Financial reform remains one of the biggest unresolved questions. Neighbourhood working depends on shifting resources out of acute settings and into prevention, continuity and community capacity. While the NHF acknowledges this, it stops short of explaining how it will be achieved. Without decisive action on financial flows, the question ‘what will be different this time?’ will linger. The most advanced primary care organisations have only progressed because they have had dedicated improvement support, neighbourhood‑level programme management, and discretionary investment. In contrast, many areas—often those with the highest need—lack even the foundational infrastructure.

Yet infrastructure reform alone will not deliver neighbourhood transformation. The cultural shift required is profound. Neighbourhood working demands collaboration across professional boundaries, alignment of priorities across organisations, and a genuine willingness to share power—something the NHS has long struggled with. It requires a shift from organisational loyalty to neighbourhood responsibility. Primary care is already ahead of the curve; the rapid evolution of primary care networks (PCNs) demonstrates how quickly general practice can adapt when given space and support. It’s vital that we build and preserve the infrastructure of PCNs that have been crucial in bringing General Practice leaders together while supporting them with the time and investment to be outward facing in the development of single and multi-neighbourhood providers.  But cultural leadership should not be assumed—it needs investment, nurturing and visible backing from national and system leaders.

Ultimately, the success of the NHF will come down to relationships, not structures.
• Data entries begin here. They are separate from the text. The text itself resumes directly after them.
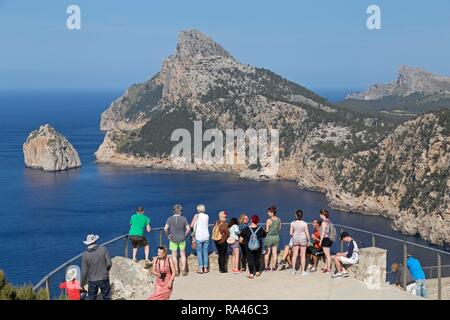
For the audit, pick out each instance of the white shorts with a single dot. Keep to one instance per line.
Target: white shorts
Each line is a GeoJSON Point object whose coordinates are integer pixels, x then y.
{"type": "Point", "coordinates": [346, 260]}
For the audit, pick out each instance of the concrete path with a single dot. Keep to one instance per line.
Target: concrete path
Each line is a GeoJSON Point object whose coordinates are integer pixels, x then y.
{"type": "Point", "coordinates": [278, 285]}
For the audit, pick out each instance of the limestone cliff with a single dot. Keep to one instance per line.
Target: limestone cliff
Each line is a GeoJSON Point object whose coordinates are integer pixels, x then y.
{"type": "Point", "coordinates": [48, 150]}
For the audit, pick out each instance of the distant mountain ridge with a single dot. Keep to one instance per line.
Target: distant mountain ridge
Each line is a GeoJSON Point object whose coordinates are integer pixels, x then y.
{"type": "Point", "coordinates": [414, 91]}
{"type": "Point", "coordinates": [409, 80]}
{"type": "Point", "coordinates": [365, 163]}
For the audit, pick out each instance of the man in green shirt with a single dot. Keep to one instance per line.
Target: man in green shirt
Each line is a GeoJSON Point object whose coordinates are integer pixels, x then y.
{"type": "Point", "coordinates": [139, 222]}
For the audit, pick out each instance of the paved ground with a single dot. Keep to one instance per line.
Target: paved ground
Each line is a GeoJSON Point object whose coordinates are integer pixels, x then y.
{"type": "Point", "coordinates": [278, 285]}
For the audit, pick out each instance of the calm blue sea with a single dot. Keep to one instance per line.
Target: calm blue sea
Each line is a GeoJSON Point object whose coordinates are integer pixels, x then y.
{"type": "Point", "coordinates": [45, 216]}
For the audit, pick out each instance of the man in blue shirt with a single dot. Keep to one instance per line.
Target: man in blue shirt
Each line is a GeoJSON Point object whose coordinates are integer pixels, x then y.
{"type": "Point", "coordinates": [417, 274]}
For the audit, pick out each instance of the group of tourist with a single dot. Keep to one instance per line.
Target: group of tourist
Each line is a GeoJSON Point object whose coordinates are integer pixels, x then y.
{"type": "Point", "coordinates": [244, 237]}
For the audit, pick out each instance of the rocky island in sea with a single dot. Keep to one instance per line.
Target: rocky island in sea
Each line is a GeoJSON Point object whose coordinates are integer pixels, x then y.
{"type": "Point", "coordinates": [48, 150]}
{"type": "Point", "coordinates": [397, 167]}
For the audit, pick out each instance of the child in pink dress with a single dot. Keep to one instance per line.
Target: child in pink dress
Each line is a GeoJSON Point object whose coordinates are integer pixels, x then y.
{"type": "Point", "coordinates": [162, 269]}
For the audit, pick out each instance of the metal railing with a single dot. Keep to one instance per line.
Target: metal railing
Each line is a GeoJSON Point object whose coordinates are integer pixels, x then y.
{"type": "Point", "coordinates": [435, 262]}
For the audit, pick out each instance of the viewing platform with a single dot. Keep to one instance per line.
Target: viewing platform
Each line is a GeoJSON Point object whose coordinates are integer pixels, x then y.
{"type": "Point", "coordinates": [370, 279]}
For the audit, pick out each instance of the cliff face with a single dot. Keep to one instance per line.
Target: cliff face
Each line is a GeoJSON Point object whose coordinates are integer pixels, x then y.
{"type": "Point", "coordinates": [361, 163]}
{"type": "Point", "coordinates": [405, 178]}
{"type": "Point", "coordinates": [48, 150]}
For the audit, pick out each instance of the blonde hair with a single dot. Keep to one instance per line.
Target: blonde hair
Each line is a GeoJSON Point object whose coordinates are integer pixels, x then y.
{"type": "Point", "coordinates": [241, 218]}
{"type": "Point", "coordinates": [201, 208]}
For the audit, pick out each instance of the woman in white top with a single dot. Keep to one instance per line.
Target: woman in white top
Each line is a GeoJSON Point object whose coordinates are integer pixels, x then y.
{"type": "Point", "coordinates": [199, 225]}
{"type": "Point", "coordinates": [233, 241]}
{"type": "Point", "coordinates": [300, 240]}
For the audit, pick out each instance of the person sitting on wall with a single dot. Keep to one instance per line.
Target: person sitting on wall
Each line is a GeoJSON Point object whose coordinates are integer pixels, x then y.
{"type": "Point", "coordinates": [350, 257]}
{"type": "Point", "coordinates": [398, 270]}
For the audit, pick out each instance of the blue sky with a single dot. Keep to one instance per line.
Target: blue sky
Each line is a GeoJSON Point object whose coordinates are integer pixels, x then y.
{"type": "Point", "coordinates": [319, 44]}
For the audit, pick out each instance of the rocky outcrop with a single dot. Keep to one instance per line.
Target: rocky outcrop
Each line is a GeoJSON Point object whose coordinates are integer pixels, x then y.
{"type": "Point", "coordinates": [48, 150]}
{"type": "Point", "coordinates": [409, 80]}
{"type": "Point", "coordinates": [405, 178]}
{"type": "Point", "coordinates": [130, 280]}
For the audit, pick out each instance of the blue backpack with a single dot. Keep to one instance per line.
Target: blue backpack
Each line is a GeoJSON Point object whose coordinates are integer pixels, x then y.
{"type": "Point", "coordinates": [253, 243]}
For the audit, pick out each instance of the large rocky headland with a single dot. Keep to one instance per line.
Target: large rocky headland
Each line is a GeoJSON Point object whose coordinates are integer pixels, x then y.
{"type": "Point", "coordinates": [397, 167]}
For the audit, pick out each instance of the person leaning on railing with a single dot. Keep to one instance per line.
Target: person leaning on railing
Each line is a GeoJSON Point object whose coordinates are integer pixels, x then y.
{"type": "Point", "coordinates": [139, 222]}
{"type": "Point", "coordinates": [95, 267]}
{"type": "Point", "coordinates": [415, 268]}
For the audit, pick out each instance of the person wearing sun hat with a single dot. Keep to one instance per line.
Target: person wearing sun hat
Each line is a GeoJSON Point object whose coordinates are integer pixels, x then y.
{"type": "Point", "coordinates": [96, 263]}
{"type": "Point", "coordinates": [350, 257]}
Systems must place far greater emphasis on building trust, strengthening partnerships and enabling primary care to lead—not through expectation, but through empowerment.

The next three years will be pivotal. If systems use the NHF’s permissive intent to build primary care capability, invest in neighbourhoods and shift resource into prevention, this could be the moment primary care has long been working toward. If not, it risks becoming another layer of well‑meaning policy rhetoric that becomes disconnected from the realities of primary care. As the NHS Confederaation transitions to the NHS Alliance, we will continue to make this case clearly and consistently, bringing the experience of frontline primary care into the conversations that will shape what comes next.